By default, this time interval is 50 ms but can be modified (Redhat, n.d.), although this is unlikely to be done in the wild. In general, the smaller the chunks, the smaller the latencies are and the smoother the traffic is. However, smaller chunks can increase the required computing effort due to more frequent callbacks. Furthermore, the netback driver ensures that bursts are able to transmit jumbo packets of up to 128 kB because the interface may seize up due to lacking credits (Fraser, 2005). This leads to a dependence of the factual minimum bandwidth and the time interval. For example, the default interval of 50 ms leads to a minimum bandwidth of 2.5 kB/s.

KVM-virtualized instance traffic is shaped using the kernel’s Traffic Control, e.g., via (libvirt, n.d.). Although the kernel module provides various shaping algorithms, only hierarchical token bucket is common, which is emphasized by configuration tools solely supporting this option. In general, this algorithm provides each instance the requested service limited to the rate assigned to it (Devera, 2002). In comparison to Xen, inbound as well as outbound bandwidth is adjustable per virtual interface. Both traffic directions are defined by the three parameters average, peak and burst. Outgoing traffic can further be parameterized through floor.

It is unlikely that all coresident instances utilize all their resources at the same time and send data packets on the network as fast as they can. Idle bandwidth is lent out to neighbors, which are now able to send at higher rates, though the resource is of course returned to the borrower as soon as required. Borrowing in this way improves resource utilization while maintaining fairness. The peak parameter defines the maximum borrowed amount by ceiling the maximum data rate.

Many network connections are bursty, i.e., short periods of heavy traffic stagger with idleness. If guaranteed bandwidth is shifted to times of demand, the instance is able to send at the maximum rate, response time decreases and more interactivity is provided. Burst parameter limits the data being transferred at peak rate. Floor has been introduced later and guarantees minimal throughput.

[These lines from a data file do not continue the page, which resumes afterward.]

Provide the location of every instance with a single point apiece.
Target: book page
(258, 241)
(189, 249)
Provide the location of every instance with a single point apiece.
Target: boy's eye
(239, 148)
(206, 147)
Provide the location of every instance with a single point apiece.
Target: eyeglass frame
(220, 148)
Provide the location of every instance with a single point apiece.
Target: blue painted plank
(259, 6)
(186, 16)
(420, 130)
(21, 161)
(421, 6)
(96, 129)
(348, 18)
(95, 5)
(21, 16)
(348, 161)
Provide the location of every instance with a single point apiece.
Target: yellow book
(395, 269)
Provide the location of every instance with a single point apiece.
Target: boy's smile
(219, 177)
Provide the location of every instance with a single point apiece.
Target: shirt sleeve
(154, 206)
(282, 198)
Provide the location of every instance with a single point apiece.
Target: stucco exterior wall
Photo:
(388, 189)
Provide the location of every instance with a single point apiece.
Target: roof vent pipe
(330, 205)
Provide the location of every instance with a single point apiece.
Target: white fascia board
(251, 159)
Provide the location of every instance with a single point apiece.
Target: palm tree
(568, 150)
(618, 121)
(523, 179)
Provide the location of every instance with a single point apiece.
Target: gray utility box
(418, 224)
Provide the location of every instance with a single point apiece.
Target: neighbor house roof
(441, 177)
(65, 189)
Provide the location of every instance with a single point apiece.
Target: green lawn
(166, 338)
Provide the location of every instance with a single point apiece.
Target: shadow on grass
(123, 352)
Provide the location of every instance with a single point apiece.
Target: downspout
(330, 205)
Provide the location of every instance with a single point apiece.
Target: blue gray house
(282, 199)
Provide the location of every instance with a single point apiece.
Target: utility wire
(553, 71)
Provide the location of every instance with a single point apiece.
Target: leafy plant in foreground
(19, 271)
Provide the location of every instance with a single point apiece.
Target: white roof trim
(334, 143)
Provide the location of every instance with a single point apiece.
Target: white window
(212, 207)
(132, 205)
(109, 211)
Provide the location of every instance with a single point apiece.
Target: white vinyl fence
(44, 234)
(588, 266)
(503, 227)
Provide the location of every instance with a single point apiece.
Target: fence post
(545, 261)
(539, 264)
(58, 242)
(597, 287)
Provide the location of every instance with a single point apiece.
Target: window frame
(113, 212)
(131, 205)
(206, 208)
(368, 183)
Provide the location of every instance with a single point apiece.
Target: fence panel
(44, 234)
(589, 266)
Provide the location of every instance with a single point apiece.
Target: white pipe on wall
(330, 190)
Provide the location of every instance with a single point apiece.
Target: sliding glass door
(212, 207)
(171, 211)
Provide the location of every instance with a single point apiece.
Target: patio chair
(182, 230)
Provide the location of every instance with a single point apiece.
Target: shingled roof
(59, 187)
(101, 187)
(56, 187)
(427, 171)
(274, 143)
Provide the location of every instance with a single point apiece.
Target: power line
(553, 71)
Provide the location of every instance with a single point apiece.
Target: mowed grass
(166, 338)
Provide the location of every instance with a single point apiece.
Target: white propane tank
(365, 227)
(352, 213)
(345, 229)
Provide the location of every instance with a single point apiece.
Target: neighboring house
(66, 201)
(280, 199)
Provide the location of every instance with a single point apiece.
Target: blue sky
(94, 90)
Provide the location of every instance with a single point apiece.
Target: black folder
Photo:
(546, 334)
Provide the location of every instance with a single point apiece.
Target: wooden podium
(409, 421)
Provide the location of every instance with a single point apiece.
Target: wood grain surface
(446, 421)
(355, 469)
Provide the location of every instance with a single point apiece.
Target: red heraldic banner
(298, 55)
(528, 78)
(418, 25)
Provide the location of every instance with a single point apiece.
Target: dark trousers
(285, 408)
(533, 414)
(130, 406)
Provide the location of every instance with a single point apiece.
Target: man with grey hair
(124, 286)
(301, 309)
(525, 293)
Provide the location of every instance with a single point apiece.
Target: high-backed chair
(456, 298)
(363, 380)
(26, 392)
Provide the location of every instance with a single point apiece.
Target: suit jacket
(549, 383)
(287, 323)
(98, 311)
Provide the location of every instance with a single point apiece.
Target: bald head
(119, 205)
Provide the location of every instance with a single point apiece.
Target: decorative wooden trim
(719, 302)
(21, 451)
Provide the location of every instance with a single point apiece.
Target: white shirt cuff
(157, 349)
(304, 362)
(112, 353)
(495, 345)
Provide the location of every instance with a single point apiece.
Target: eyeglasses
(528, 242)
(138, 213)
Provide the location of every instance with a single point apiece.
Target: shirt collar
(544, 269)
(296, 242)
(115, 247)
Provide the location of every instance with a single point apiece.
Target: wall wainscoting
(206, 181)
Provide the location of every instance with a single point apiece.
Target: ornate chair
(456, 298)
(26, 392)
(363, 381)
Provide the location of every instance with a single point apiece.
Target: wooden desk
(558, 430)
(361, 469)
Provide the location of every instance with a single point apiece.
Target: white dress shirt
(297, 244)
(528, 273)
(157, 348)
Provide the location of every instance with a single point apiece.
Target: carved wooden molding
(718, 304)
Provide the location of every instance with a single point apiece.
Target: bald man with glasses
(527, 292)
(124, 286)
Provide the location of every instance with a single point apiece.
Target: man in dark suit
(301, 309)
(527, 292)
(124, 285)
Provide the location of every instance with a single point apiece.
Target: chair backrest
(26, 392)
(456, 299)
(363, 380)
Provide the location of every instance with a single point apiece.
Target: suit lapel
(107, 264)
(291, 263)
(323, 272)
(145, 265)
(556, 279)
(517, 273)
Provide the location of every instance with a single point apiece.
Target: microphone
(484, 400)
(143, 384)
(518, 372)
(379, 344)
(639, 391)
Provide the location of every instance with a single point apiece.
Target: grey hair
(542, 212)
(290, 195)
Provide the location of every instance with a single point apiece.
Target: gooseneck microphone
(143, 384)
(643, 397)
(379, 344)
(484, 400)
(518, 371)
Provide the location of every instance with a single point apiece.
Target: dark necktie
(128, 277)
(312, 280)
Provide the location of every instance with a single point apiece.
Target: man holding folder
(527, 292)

4 Isolation-based attack surface

All network traffics of coresiding instances have to cross the underlying hypervisor before reaching the network interface card and being released to the network. As a result sharing a single network interface card among a number of hosts inevitably means distinct limitations. First, packets of different hosts will never appear on the network at the same point in time because the physical network interface is only able to put one packet at once onto the network. Second, routing packets through the hypervisor means time delays and lengthens the round-trip time in comparison to interacting with plain physical nodes. The additional time for outgoing as well as incoming packets is spent passing data to the hypervisor, queuing or delays caused by traffic shaping due to lacking credits. Finally, there is an additional chance for packets to be lost. Buffers in hypervisors, like everywhere else, are limited to a certain size. Packets beyond the capacity will be dropped, causing an increased need for packet retransmission or other measures of robustness.

As fair use of physical bandwidth among strangers seems unlikely, certain bandwidth per instance is guaranteed. The latter is limited to a certain value and controlled by means of traffic shaping. Being a part of the hypervisor and, thus, the responsibility of the cloud provider, the customer is not able to choose an appropriate technology, e.g., fitting best to his/her application.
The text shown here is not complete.